While Malayalam cinema opted for the realistic approach till the 60s (Prem Nazir was the ruling superstar then), the 80s (with the entry of Priyadarshan and Mohanlal movies) gave way to music to enhance their story-telling as well. Kannada cinema had a singing superstar in Dr Rajkumar who became the beacon for the industry to shift from Madras later. The song and the resultant choreographed visuals has been the staple for Indian cinema which was not called “art house” but the irony is that, music and dance are key art forms, which late Telugu filmmaker K Vishwanath used as tools of expression in every film of his, and these art forms are seen as infra-dig sometimes. There was (and I hope it is in the past tense) a certain amount of disdain on Naatu Naatu winning Best Song across the main award podiums. This is the above mentioned irony playing out I guess! There was also a lot of debate on how Jai Ho or Naatu Naatu weren’t the best works of A R Rahman and M M Keeravani. At the risk of alienating the “critics”, these were the best songs in the movies that featured them and the movies got nominated and the songs got into the final list as well. How difficult is that to comprehend?
For the first time, the Indian “masala” or the Indian staple diet of entertainment got recognized by the who’s who of entertainment world and it wasn’t a Hindi film that did this. In RRR, the modest (read silent and rather shy) south film industry had spoken. The south unlike Hindi/Bengali cinema, is a place where heroes are worshipped akin to gods (the long queues outside NTR’s Chennai home was not a myth – people lined up to see their “Lord Rama and Lord Krishna/Srinivasa” in flesh and blood as much as they’d queue up in Tirupathi. NTR was famous for roles in mythologies and even won his elections thus). It is an industry where songs and dances were not mere reflections of their regional music but were a lot more musically profound (almost all leading music composers of India are from the south) colorful and splendor-filled (take even the recent Chiranjeevi film Walter Veeraiyah and see the song picturisation). This splendor is what Rajamouli captures in his films and this primary requisite of a successful Indian film is what his RRR showcases. The disdain is unwarranted as the song and its composer have won as a collective.

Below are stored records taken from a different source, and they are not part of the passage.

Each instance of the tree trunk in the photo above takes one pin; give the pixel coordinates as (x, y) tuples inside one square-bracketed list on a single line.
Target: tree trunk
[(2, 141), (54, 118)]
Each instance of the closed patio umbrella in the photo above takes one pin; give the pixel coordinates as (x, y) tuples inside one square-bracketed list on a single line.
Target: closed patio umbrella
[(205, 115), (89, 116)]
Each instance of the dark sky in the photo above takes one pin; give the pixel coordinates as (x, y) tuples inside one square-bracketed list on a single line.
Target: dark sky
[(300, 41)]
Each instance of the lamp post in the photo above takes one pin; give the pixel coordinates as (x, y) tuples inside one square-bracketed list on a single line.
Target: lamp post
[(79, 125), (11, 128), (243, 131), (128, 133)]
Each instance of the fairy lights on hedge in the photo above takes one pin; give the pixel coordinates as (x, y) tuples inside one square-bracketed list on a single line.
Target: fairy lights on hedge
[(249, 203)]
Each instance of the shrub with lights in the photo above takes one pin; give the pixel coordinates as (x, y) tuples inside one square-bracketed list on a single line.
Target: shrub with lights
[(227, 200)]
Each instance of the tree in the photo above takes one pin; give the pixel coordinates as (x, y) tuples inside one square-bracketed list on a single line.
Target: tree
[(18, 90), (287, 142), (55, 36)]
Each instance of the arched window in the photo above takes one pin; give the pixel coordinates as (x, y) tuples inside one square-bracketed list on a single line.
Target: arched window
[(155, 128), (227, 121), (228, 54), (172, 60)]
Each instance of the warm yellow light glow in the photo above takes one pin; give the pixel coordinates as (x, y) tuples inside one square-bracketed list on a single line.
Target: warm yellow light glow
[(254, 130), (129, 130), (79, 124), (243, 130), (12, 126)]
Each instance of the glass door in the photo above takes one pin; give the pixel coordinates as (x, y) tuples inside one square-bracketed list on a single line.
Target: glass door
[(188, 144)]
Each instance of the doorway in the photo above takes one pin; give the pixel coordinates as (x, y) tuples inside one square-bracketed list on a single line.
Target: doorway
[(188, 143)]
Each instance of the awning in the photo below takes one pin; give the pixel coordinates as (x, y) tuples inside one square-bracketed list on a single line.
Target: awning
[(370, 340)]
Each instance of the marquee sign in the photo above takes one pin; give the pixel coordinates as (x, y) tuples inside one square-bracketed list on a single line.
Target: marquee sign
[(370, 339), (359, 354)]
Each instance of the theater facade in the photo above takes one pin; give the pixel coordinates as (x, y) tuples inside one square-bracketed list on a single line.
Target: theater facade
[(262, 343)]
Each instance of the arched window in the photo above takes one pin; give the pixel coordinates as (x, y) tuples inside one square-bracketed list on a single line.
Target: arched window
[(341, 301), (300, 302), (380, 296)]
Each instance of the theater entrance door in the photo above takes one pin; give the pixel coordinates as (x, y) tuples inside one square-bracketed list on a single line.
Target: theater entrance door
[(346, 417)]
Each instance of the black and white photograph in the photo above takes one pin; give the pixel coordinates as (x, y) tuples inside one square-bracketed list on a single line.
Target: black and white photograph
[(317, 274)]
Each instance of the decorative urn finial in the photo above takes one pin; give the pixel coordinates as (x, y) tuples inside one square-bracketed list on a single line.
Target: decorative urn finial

During the Oscars, I couldn’t help but notice that team RRR were seated in the last row, apart from the nominees who were seated in the middle. One day soon, this seating line-up will change and a lot more film talents from India and more so from the south of India, will take the Centre (and the stage). Being last means we have more to conquer. Thanks to RRR and Naatu Naatu we can now move to the middle and then all the way to the front row soon. And we will do it with a song and a dance to boot.